Intercropping significantly increases the rhizosphere contents of soil organic carbon, total nitrogen, and total phosphorus, and promotes the accumulation of microbial biomass carbon, nitrogen, and phosphorus, with a significantly stronger response occurring in the peanut rhizosphere than in the maize rhizosphere. Straw retention had a limited effect on absolute nutrient contents but significantly altered several stoichiometric ratios (e.g., SOC:TN, TN:TP), suggesting a role in modulating stoichiometric balance rather than nutrient pools. Intercropping significantly enhances extracellular enzyme activities, but these activities and corresponding stoichiometric characteristics clearly differ between crop types. The combined practice of maize–peanut intercropping and straw retention is an effective agricultural technique for alleviating enzyme-inferred microbial nitrogen limitation in the rhizosphere and for advancing the sustainable development of farmland ecosystems in the black soil region of Northeast China.
Redundancy analysis showed that soil properties, microbial biomass, and their stoichiometry together explained 79.51% of the variation in microbial nutrient limitation, with MBN being the strongest explanatory factor (54.6%).
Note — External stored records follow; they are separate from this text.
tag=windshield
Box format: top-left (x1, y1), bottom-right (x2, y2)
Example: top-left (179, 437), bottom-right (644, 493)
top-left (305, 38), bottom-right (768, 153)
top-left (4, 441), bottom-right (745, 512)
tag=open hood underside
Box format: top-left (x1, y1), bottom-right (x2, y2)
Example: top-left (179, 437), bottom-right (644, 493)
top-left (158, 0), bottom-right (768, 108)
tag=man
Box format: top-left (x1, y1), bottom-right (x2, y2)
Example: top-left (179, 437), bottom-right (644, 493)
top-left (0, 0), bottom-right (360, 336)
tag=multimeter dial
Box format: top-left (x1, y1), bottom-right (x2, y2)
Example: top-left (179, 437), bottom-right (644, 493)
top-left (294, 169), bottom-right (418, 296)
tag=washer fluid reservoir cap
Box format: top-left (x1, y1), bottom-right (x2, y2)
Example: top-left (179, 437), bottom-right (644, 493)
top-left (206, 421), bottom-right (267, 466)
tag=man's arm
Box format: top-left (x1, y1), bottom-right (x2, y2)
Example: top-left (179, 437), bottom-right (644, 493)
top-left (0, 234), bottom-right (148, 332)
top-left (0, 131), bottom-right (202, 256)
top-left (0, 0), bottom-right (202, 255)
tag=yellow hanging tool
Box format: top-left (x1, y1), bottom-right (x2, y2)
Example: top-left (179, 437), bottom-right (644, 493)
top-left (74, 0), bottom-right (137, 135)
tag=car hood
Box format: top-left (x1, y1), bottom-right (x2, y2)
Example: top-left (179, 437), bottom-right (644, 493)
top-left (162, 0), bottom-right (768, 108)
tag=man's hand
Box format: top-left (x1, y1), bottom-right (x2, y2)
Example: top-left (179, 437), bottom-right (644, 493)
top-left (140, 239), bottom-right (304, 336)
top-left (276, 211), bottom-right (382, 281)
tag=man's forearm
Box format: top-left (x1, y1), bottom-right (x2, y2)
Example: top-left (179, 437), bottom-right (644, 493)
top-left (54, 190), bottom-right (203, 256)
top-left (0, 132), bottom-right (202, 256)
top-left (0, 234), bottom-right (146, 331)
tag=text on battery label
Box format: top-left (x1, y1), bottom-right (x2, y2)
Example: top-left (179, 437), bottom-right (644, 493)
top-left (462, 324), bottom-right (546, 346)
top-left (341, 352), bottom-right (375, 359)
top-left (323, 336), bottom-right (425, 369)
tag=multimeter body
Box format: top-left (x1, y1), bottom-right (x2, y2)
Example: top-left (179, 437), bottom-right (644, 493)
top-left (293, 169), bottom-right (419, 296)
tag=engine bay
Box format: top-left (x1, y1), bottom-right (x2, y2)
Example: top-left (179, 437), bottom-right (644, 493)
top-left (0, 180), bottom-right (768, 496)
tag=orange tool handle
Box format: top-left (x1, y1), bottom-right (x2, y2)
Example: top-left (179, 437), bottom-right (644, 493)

This confirms that microbial biomass stoichiometry, particularly MBN, plays a key role in shaping resource allocation to enzyme production and thus influences nutrient acquisition strategies [45]. While N fertilization might alleviate microbial N limitation, it risks N leaching and higher production costs [46]. Our results suggest that adjusting the cropping system (e.g., maize–peanut intercropping rotation) may alleviate enzyme-inferred N limitation more sustainably than relying on excessive N fertilization [47]. Future research should empirically determine N application thresholds that balance crop yields and microbial functioning. It is also feasible to adopt 15N-based quantitative biological nitrogen fixation measurements combined with ecoenzymatic stoichiometry for mechanism verification. We recommend combining 16S/ITS amplicon sequencing, metatranscriptomic analysis of enzyme genes, and metagenomic sequencing to clarify microbial community mechanisms and link specific microbial taxa and functional guilds to enzymatic characteristics. Additionally, this study only examined maize–peanut intercropping; other crop combinations and the link between microbial community composition and enzyme activities require further investigation.

Author Contributions

Q.S.: Writing—original draft, Formal analysis, and Data curation. W.Q.: Writing—original draft, Formal analysis, and Data curation. J.L.: Review and editing and Supervision. Y.C.: Review and editing. F.Y.: Writing—review and editing and Funding acquisition. Y.W.: Experimental design, Supervision, and Review. All authors have read and agreed to the published version of the manuscript.

Funding

This work was supported by the Basic Research Funds of Jilin Academy of Agricultural Sciences (KYJF2025JJ003) and the Jilin Provincial Agricultural Science and Technology Innovation Project (CXGC2025RCY013).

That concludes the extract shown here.